Unrecht haben sie, weil in Jesus ein Mann mit Vollmacht da ist, der das kann. Später sagt Jesus zu seinen Jüngern: „Wem ihr die Sünden vergebt, dem sind sie vergeben“. Also, auch seine Jünger (wir?) bekommen diese Vollmacht.

Das Jesus merkt, was die Pharisäer da untereinander tuscheln, ist kein Wunder. Aber er ist ihnen nicht böse. Im Gegenteil. Er spricht sie an: Sagt, ist es leichter zu sagen, dir sind deine Sünden vergeben, oder zu sagen nimm deine Trage und geh nach Hause? Was für eine Frage!

Was ist da eigentlich abgelaufen, in dem Haus in Kapernaum? Mir fällt eine Geschichte ein, die der berühmte Psychiater Sigmund Freud berichtet hat. Zu ihm wurde eine junge Frau gebracht, die gelähmt war. Man hat sie vorher gründlich untersucht, aber keinerlei körperliche Beschwerden gefunden.

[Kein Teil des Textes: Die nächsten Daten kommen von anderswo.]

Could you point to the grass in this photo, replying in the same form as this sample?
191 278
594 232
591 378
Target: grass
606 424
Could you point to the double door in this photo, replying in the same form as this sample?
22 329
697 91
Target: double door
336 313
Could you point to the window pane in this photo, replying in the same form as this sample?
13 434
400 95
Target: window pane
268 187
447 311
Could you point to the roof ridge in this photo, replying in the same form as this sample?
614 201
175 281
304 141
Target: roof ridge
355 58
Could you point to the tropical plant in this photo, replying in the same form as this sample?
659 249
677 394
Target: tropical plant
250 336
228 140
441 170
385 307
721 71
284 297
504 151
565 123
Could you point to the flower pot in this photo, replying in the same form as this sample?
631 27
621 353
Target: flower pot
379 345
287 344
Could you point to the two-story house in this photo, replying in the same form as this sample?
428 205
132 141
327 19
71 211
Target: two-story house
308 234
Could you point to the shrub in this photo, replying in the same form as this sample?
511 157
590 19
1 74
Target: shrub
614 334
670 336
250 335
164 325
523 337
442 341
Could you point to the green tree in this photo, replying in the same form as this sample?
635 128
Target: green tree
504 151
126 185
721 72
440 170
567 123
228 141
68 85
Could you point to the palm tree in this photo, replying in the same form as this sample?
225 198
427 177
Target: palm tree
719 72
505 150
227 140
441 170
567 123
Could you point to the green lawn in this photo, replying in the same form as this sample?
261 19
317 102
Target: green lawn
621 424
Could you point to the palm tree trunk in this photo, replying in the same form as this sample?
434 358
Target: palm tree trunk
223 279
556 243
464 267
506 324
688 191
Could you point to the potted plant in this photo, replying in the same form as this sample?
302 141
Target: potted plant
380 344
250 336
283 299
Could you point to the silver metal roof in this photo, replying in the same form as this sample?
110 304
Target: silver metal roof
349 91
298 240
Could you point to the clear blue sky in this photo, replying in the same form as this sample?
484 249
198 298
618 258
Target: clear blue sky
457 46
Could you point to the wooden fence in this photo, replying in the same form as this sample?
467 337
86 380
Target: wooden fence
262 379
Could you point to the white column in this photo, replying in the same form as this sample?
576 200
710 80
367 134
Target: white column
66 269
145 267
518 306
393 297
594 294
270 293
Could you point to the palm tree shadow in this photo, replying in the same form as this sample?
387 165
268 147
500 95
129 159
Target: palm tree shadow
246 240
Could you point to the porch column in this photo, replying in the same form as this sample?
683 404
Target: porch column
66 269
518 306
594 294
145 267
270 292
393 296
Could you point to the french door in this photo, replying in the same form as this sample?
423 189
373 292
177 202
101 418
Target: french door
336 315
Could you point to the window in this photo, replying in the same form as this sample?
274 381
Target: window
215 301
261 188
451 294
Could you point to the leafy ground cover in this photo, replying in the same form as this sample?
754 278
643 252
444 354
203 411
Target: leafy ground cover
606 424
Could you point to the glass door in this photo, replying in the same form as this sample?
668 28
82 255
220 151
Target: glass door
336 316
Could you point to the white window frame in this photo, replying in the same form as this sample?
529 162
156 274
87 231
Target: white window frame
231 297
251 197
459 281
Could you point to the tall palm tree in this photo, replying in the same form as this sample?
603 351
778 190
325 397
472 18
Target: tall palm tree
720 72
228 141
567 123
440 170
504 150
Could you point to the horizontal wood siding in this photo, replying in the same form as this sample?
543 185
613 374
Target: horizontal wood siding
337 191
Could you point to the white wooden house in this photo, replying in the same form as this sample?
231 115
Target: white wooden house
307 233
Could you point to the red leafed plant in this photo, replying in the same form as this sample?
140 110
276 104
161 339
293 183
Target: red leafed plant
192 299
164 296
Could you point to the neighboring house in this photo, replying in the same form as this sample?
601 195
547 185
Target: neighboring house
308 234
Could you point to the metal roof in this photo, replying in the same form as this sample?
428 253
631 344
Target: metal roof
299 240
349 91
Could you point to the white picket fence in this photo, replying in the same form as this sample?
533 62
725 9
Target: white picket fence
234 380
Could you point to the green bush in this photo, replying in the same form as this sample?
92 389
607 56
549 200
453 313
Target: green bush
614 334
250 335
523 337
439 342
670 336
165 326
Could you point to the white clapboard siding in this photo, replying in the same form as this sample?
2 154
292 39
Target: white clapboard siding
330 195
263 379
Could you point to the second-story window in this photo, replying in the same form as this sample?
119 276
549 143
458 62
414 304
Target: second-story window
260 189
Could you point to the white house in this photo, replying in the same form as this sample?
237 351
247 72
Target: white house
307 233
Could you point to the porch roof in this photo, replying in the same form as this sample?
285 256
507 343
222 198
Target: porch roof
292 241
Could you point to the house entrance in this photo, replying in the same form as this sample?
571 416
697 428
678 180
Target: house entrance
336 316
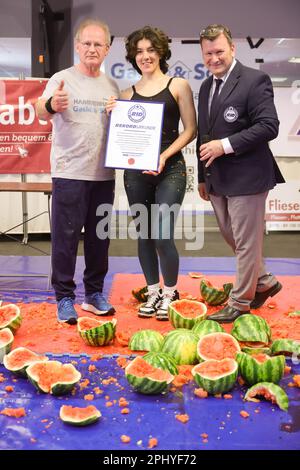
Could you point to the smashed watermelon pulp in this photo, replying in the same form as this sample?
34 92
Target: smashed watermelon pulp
6 341
77 416
53 377
10 317
269 391
216 376
146 378
185 313
96 332
217 346
256 368
20 358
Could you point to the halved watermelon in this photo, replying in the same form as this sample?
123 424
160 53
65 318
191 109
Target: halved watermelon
53 377
77 416
161 360
6 341
205 327
256 368
146 378
269 391
212 295
10 317
20 358
217 346
288 347
216 376
96 332
186 313
251 328
181 345
146 340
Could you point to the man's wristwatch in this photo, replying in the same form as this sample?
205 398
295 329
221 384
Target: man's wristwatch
49 107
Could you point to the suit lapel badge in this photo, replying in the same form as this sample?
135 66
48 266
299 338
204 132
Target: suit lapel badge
231 114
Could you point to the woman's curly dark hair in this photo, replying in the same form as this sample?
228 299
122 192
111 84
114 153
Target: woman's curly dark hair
159 41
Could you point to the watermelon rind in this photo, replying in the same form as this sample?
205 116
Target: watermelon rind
256 350
6 341
10 359
221 384
286 346
207 326
59 387
99 335
279 395
251 328
146 385
215 336
146 340
66 414
162 361
212 295
14 323
180 321
253 371
181 345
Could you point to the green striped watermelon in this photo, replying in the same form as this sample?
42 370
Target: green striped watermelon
186 313
269 391
79 416
140 294
260 367
6 341
146 340
288 347
10 317
20 358
207 326
181 345
216 376
146 378
212 295
96 332
161 360
217 346
251 328
53 377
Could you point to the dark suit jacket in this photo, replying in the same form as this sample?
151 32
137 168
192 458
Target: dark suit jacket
247 116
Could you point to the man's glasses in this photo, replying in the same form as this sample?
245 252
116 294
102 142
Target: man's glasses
87 45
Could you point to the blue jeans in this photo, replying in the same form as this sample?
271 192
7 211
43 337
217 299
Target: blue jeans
156 233
74 206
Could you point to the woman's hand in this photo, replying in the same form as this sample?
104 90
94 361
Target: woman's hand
111 103
162 162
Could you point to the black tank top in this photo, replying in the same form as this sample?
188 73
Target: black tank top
171 113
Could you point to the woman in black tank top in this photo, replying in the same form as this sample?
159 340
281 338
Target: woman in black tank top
155 197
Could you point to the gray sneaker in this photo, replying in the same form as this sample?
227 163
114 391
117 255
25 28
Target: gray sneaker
148 309
66 312
162 311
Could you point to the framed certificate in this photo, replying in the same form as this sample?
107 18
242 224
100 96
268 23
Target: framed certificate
134 135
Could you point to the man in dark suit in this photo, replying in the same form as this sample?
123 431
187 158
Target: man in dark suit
236 168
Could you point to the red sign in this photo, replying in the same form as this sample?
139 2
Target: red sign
25 141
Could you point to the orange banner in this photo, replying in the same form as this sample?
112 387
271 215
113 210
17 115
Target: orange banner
25 141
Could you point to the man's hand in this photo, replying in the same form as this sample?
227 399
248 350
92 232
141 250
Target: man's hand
60 99
210 151
202 191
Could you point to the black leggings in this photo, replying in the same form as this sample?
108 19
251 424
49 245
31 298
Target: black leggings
155 202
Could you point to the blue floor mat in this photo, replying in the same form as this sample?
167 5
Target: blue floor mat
267 427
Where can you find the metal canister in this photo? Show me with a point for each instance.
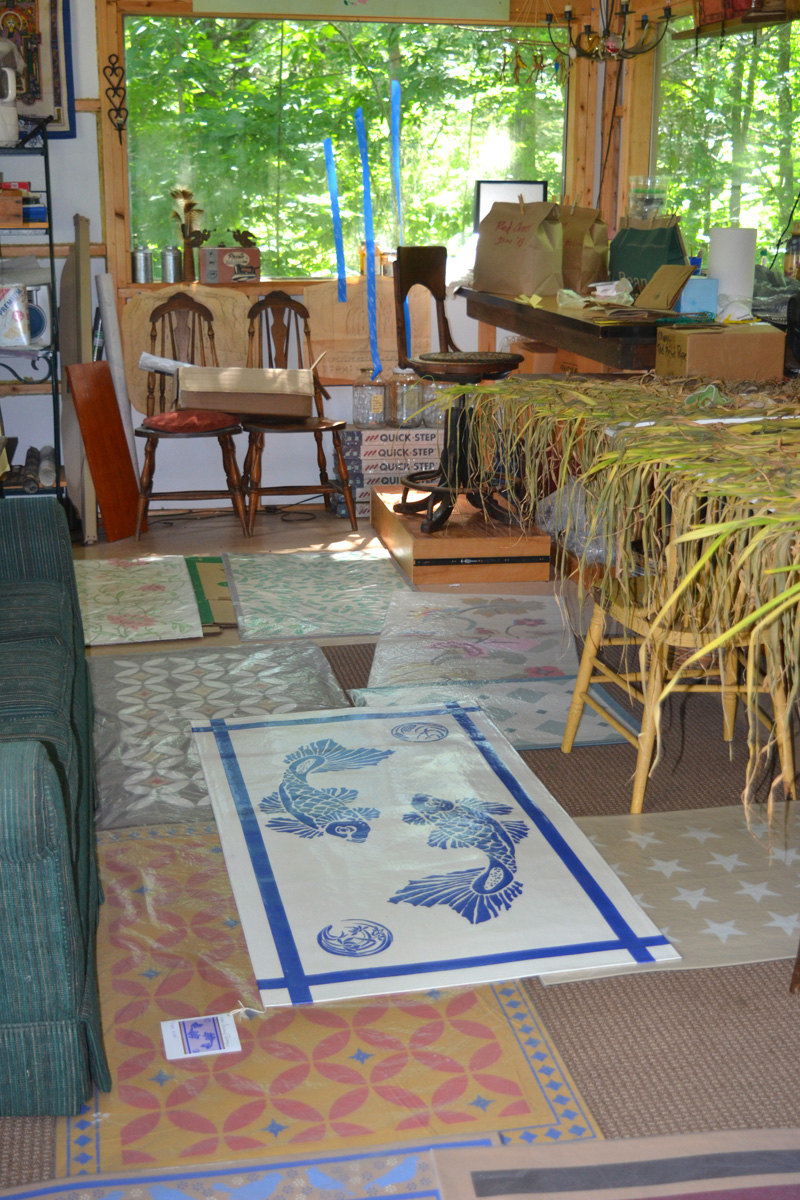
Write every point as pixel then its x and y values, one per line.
pixel 172 265
pixel 142 264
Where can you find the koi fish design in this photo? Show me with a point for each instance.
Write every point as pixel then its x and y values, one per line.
pixel 311 811
pixel 481 893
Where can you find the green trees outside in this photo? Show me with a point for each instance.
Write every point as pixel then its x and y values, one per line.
pixel 238 109
pixel 728 131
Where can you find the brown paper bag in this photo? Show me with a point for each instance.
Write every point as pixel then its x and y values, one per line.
pixel 585 247
pixel 519 251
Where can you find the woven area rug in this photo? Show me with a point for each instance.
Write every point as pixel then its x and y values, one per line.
pixel 743 1165
pixel 531 714
pixel 346 1176
pixel 441 1066
pixel 441 639
pixel 148 771
pixel 417 881
pixel 310 594
pixel 721 887
pixel 137 600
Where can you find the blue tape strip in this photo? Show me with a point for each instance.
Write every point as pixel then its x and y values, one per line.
pixel 370 239
pixel 332 186
pixel 479 960
pixel 627 939
pixel 276 915
pixel 395 129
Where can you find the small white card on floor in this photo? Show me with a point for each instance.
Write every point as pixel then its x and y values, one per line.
pixel 199 1036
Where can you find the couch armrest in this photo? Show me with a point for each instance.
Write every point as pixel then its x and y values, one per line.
pixel 42 952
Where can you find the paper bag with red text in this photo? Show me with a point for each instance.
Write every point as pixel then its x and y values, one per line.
pixel 519 250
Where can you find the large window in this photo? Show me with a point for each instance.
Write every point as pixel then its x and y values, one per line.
pixel 728 131
pixel 236 111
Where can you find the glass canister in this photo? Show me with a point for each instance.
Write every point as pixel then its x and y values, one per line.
pixel 405 400
pixel 142 264
pixel 368 402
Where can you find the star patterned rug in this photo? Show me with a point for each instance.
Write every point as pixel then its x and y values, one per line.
pixel 722 888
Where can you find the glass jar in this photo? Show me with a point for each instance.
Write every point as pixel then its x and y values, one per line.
pixel 404 401
pixel 368 402
pixel 435 409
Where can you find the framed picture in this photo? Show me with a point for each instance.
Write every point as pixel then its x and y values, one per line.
pixel 491 191
pixel 35 39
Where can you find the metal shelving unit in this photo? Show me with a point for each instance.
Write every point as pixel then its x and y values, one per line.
pixel 40 358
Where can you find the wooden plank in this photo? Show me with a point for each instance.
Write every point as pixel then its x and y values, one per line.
pixel 107 449
pixel 113 151
pixel 582 115
pixel 468 550
pixel 637 125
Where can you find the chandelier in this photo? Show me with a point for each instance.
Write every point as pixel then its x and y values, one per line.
pixel 602 45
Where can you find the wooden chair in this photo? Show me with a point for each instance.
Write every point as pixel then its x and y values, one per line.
pixel 278 334
pixel 426 265
pixel 182 329
pixel 668 647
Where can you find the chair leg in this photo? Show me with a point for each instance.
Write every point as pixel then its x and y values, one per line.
pixel 794 987
pixel 729 675
pixel 254 450
pixel 783 737
pixel 323 469
pixel 590 647
pixel 346 479
pixel 145 484
pixel 648 735
pixel 234 479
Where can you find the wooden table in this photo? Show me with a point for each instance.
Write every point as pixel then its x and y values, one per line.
pixel 626 346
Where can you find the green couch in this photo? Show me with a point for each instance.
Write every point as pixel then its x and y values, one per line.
pixel 50 1042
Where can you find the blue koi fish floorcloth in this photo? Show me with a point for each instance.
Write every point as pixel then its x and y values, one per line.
pixel 441 861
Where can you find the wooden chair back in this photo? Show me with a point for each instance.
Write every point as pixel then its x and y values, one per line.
pixel 278 335
pixel 180 329
pixel 425 265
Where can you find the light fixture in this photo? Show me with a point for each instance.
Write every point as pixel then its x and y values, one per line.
pixel 602 45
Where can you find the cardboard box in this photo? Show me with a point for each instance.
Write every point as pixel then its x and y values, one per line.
pixel 229 264
pixel 722 352
pixel 263 391
pixel 11 208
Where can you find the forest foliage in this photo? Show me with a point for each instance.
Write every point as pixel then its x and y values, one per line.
pixel 238 111
pixel 728 125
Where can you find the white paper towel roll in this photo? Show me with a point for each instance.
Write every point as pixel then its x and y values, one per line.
pixel 732 261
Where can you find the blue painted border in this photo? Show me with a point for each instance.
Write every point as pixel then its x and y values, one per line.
pixel 295 981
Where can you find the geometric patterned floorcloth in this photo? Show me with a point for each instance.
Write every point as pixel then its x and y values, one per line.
pixel 148 769
pixel 441 639
pixel 722 891
pixel 438 861
pixel 312 594
pixel 741 1165
pixel 316 1080
pixel 530 713
pixel 128 600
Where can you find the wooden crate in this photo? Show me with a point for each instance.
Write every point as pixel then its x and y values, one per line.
pixel 468 550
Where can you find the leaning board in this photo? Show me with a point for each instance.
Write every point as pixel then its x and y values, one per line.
pixel 362 862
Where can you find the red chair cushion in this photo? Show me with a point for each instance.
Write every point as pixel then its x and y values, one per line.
pixel 190 420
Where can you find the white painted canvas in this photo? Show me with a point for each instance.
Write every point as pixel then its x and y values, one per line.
pixel 530 713
pixel 445 639
pixel 396 850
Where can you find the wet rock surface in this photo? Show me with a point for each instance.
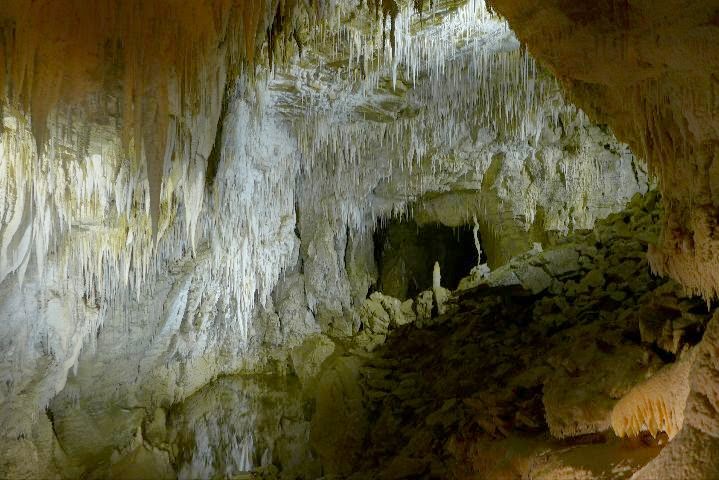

Freud hat sie behandelt. Und er erfuhr, dass sie über lange Zeit und mit großer Hingabe ihren kranken Vater, den sie sehr liebte, gepflegt hat. Irgendwann lernt sie einen jungen Mann kennen und lieben. Ihr wurde schnell klar, dass sie ihn verlieren wird, wenn sie sich weiter so um ihren hilfsbedürftigen Vater kümmert. Und der Konflikt wurde so gewaltig. Sie war sich im Klaren (oder gerade nicht!), dass sie ihren geliebten Vater alleine lassen musste (das durfte sie ja nicht er war doch hilfsbedürftig), oder ihren geliebten Freund vernachlässigen und damit letztlich verlieren musste. Der Konflikt war unlösbar und wurde so gewaltig, dass sie sich einfach gar nicht mehr bewegen konnte, weil ja alles was sie machen konnte, falsch war. Sie war gelähmt.

Ähnliche Krankheiten gab es wohl auch im Krieg, wo Soldaten nach einem Urlaub zwischen ihren Verpflichtungen, dem Eid den sie geleistet hatten und der Verbundenheit mit den Kameraden und der Angst, das Leben zu verlieren, auch plötzlich gelähmt waren.

Der Arzt wird die ganze Mischung von Gefühlen, Gefühlen der Liebe, der Schuld, der Angst entwirren. Und das ist gar nicht so einfach. Später dann wird der Arzt mit dem Kranken eine Lösung versuchen zu erarbeiten.

Ob das in unserem Gleichnis auch so eine Lähmung war. Wir wissen es nicht, der Text sagt dazu nichts aus, aber es liegt nahe.

Also, was sagt Jesus zu dem Pharisäern und Schriftgelehrten? „Sagt doch, was ist leichter, zu sagen „Dir sind deine Sünden vergeben“ oder zu sagen „Nimm deine Trage und geh nach Hause?““ Es war wohl mucksmäuschen still in dem Raum. Alle warteten, was nun wohl geschehen wird.

Schließlich sagt Jesus: „Damit ihr wisst, dass der Menschensohn die Macht hat, Sünden zu vergeben“ und er sprach zu dem Gelähmten: „Steh auf, nimm dein Bett und geh heim!“ Und der tat das. Der nahm die leichte Bahre unter den Arm und verließ das Haus.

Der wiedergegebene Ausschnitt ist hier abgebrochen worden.